The query in question is in my schema as a manually crafted SQL statement which joins several tables.
At the end of this I have the WHERE {WHERE} clause so I can use Dynamic Where on the client to filter the results.
Ordering the results is a totally different matter however.
Whilst it would seem I can use a Fill command in concert with a TableRequestInfoV5 structure and then leverage the Sorting property of this class to configure which field I need to sort on, this just doesn’t work at all.
I’m presuming this would only work with AutoSQL and, because I’ve created my own SQL, it has no way to know how to apply an ORDER BY clause to it?
Why can’t there be something like an ORDER BY {ORDER} to get round this, like with Dynamic Where?
What are my other options here?
I need to be able to control the ordering in response to user actions on the client, such as clicking a column header in a grid. It seems like the only option here is to pass a parameter and then construct some arcane CASE statement in the ORDER BY clause to control which column I order by.
Why is ordering so complex and non-functional? You did such a good job with the dynamic where functionality but ordering seems to have been completely forgotten. Why isn’t there a similar way of programmatically constructing an ORDER BY clause in XML which the server then uses when constructing the SQL?
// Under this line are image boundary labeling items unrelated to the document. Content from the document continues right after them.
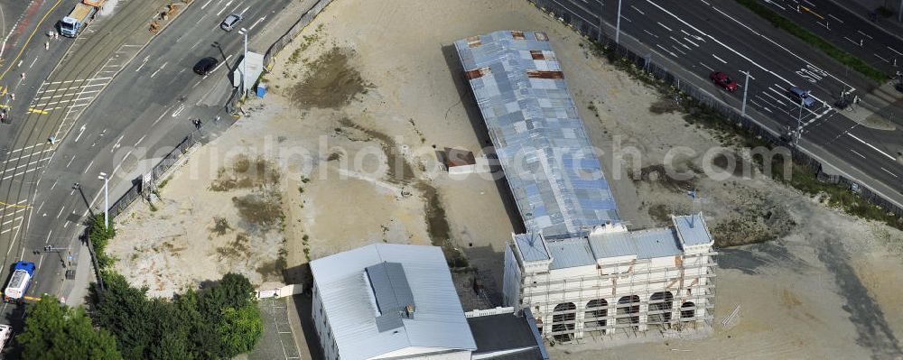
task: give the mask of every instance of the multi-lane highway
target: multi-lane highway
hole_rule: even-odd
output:
[[[614,33],[617,1],[537,3],[584,32],[595,30],[601,20],[605,32]],[[862,126],[833,106],[843,91],[862,95],[869,80],[861,75],[733,1],[624,0],[620,20],[622,43],[649,53],[653,61],[738,109],[743,88],[725,92],[712,85],[708,76],[723,71],[742,87],[742,72],[749,71],[748,115],[753,121],[774,134],[796,130],[801,124],[800,148],[903,204],[903,165],[897,159],[903,151],[903,131],[899,126],[891,131]],[[798,103],[787,95],[792,86],[812,90],[816,99],[801,115]]]
[[[20,259],[38,264],[29,295],[67,296],[75,285],[64,279],[70,265],[66,258],[70,252],[79,258],[78,235],[88,208],[102,208],[100,172],[110,175],[115,200],[143,166],[193,130],[190,119],[226,115],[220,112],[232,91],[230,68],[241,56],[244,38],[221,30],[222,19],[241,14],[236,28],[247,28],[249,50],[263,52],[293,23],[280,17],[290,3],[297,9],[313,1],[194,1],[154,37],[149,23],[168,2],[119,2],[79,37],[62,40],[71,49],[49,76],[39,78],[25,101],[33,110],[23,113],[8,150],[0,154],[4,269]],[[296,19],[300,13],[294,11],[289,16]],[[271,25],[284,29],[256,36]],[[204,77],[193,73],[195,62],[208,56],[219,58],[220,66]],[[47,245],[69,250],[35,253]],[[87,262],[71,265],[90,271]],[[3,310],[14,318],[13,307]]]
I think it’s a good feature idea, and something we could look at adding, yes.
That said, the thought behind this not being there is that whole filtering on the server side is an important functionality because you do not want to download data you don’t need from the server, ordering is really irrelevant because once you have the data on the client, you can order and re-order it any way yo please, any number of times — client side. In fact, in most clases data would be displayed in something such as a grid, where (usually) the user can reorder on the fly, as a client0side operation.
IOW, Filtering is a data retrieval issue. Ordering is a display issue.
SELECT * FROM customers ORDER BY CompanyName
SELECT * FROM customers ORDER BY CID DESC
SELECT * FROM customers ORDER BY ContactPerson ASC
SELECT customerid, firstname, lastname FROM customers ORDER BY 3 DESC
SELECT OrderID, ItemID, Price, Qty, Discount FROM [Order Details] ORDER BY OrderID, Price DESC
SELECT c.cid, o.id, o.createdate, freight
FROM Customers c
INNER JOIN orders o ON c.cid = o.customer
WHERE c.cid = 'ALFKI'
ORDER BY o.createdate, freight DESC
The thing is, ordering can also be about filtering.
For example, say I have a table of orders which has hundreds of thousands of rows.
I want to retrieve the top 100 largest orders of all time.
I’d want to execute something along the lines of SELECT TOP 100 * FROM Orders ORDER BY Value DESC
Granted this is a very simple example and easily achieved but it demonstrates how you can sometimes “filter” the results using a combination of ORDER BY and TOP to get the “most” or “least” or “highest”.
In our system, we are often required to provide a search interface where the underlying tables could have hundreds of thousands of records. Obviously we only retrieve the “TOP x” records in such cases to keep performance up. The user can provide a range of search criteria which is converted into parameters and/or dynamic where but can also use the grid column headers to simply order the results to get the “most”, “least”, “recent” etc.
Yes, I’ve never tried DA SQL, primarily as it wasn’t available in Delphi servers until relatively recently, but is something I’m planning on looking at for some of our more complex queries.